Il ciclo elettorale del Kenya dovrebbe terminare il 30 gennaio con il giuramento di Raila Odinga, leader della coalizione di opposizione Nasa, come «presidente del popolo». È l’ultimo di una serie di eventi in seguito alle elezioni dell’8 agosto vinte in un primo momento da Uhuru Kenyatta, poi annullate dalla Corte suprema, riconvocate per il 26 ottobre, boicottate dall’opposizione per assenza di trasparenza e credibilità del processo elettorale, e infine vinte dal presidente uscente Uhuru Kenyatta.

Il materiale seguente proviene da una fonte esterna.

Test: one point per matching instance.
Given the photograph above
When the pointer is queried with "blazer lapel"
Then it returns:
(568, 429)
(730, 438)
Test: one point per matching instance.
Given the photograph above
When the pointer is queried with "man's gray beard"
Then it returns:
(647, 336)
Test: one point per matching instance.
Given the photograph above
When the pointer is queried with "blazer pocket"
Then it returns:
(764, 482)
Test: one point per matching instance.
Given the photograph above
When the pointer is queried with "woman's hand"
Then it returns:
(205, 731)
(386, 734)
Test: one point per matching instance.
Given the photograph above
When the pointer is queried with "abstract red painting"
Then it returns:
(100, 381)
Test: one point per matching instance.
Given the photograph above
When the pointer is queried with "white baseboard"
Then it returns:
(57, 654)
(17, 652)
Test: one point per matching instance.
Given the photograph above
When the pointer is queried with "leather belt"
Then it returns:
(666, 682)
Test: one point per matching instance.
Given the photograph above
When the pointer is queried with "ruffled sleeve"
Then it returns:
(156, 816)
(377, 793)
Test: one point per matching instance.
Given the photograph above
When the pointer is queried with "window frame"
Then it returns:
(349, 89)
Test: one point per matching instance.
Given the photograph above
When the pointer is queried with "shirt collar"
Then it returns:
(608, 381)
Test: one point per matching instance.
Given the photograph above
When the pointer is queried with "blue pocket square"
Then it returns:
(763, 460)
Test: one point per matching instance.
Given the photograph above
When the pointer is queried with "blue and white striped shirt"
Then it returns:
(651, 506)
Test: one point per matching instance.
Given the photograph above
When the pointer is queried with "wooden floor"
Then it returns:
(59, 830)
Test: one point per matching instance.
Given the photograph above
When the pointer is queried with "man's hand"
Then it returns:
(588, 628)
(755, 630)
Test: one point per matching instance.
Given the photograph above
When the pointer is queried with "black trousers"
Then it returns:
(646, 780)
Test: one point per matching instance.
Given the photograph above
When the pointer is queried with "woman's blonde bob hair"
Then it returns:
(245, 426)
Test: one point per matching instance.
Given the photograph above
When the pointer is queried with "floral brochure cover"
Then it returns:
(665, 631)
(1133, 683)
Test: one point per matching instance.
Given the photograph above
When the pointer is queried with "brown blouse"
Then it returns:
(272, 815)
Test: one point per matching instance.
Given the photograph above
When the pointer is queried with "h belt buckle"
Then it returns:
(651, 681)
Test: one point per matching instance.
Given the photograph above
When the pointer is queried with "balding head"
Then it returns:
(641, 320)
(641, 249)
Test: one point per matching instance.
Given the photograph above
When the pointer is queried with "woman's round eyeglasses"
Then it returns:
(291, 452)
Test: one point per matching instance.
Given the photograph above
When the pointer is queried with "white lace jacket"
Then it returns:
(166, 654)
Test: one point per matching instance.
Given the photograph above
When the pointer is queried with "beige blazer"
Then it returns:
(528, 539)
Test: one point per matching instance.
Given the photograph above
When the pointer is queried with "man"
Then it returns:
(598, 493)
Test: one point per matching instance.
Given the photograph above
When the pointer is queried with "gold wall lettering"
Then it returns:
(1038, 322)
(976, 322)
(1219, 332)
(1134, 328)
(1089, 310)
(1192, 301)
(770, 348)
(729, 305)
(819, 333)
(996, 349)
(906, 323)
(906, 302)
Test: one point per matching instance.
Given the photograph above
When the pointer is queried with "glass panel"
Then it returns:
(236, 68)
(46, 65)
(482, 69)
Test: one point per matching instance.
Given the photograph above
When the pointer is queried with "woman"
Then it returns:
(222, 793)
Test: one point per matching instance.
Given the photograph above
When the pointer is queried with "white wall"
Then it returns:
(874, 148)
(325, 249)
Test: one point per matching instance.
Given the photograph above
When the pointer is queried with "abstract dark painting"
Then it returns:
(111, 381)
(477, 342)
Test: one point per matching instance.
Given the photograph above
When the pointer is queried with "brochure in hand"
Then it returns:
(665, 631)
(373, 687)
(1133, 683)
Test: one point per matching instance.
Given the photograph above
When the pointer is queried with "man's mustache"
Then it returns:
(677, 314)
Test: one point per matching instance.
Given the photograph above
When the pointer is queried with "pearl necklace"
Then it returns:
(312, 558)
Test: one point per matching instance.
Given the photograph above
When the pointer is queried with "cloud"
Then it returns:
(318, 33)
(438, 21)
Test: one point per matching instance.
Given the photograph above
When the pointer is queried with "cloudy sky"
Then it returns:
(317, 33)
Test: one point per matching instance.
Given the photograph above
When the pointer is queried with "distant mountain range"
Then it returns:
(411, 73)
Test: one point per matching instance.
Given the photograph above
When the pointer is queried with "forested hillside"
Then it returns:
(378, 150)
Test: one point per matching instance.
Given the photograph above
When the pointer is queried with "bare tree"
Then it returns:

Elezioni rubate, secondo Raila Odinga che lo «costringono» ad andare avanti per il popolo.

La decisione non è stata indolore per l’opposizione, segnata da fratture interne con gruppi che non condividono la linea politica del leader e che si sentono chiamati solo a «ratificare decisioni già prese» e se fanno troppe domande diventano «traditori». Ad esempio il passaggio di trasformare la National Super Alliance (Nasa) in National Resistance Movement (Nrm) è stato fatto senza consultazioni adeguate. Questioni anche di strategia, alcuni parlamentari fanno notare che anche in Uganda nel 2106 le elezioni furono contestate e il leader dell’opposizione Kizza Besigye prestò giuramento, ma alla fine con quale esito?

Inizialmente Raila avrebbe dovuto prestare giuramento il 28 novembre, lo stesso giorno del presidente eletto, mettendo in evidenza il parallelismo tra il «presidente del popolo» e il «presidente dell’elité», ma poi si era pensato alla data simbolica del 12 dicembre, festa dell’indipendenza del Kenya, anch’essa saltata, fino ad arrivare al 30 gennaio. Raila ha dichiarato che «il Kenya non può permettersi di essere governato da un presidente illegittimo non eletto dal popolo». Poi ha proseguito: «Noi possiamo essere un governo anche in esilio». Tuttavia, sostengono pacatamente diversi osservatori indipendenti, «i leader del Nasa se ritengono che le elezioni di agosto non sono state valide devono tirare fuori le prove».

Le domande dentro il Nasa sono molte: «Saremmo in grado di controllare la folla? Se la gente cercherà di marciare fino alla State House ci sarà il rischio di un bagno di sangue? Siamo pronti ad assumerci la responsabilità della perdita della vita dei cittadini invano? Se siamo movimento di resistenza significa che stiamo andando nella boscaglia per combattere?» Questioni legittime, anche perché il governo finora non ha esitato a utilizzare l’esercito. Domande che sembrano turbare lo stesso Raila Odinga dopo la richiesta dell’ambasciatore statunitense Robert Godec di abbandonare il giuramento «incostituzionale» per un dialogo strutturato. Ma secondo il ragionamento del leader del Nasa «non siamo noi a violare la Costituzione, ma l’illegittimità del governo».

I governi occidentali «hanno preferito la stabilità alla democrazia». L’opposizione pare schiacciata da un eccesso di manovre e di espedienti come se fosse in una fase di pre-campagna elettorale mentre i giochi sono finiti. Il governo ha chiuso Uhuru Park (luogo previsto per il giuramento) per lavori: si prepara la prova di forza. Intanto la gente inizia a pregare tuombee Kenya yetu na viongozi wetu (preghiamo per il Kenya e i nostri leader): non dimentichiamo il soffio degli antenati.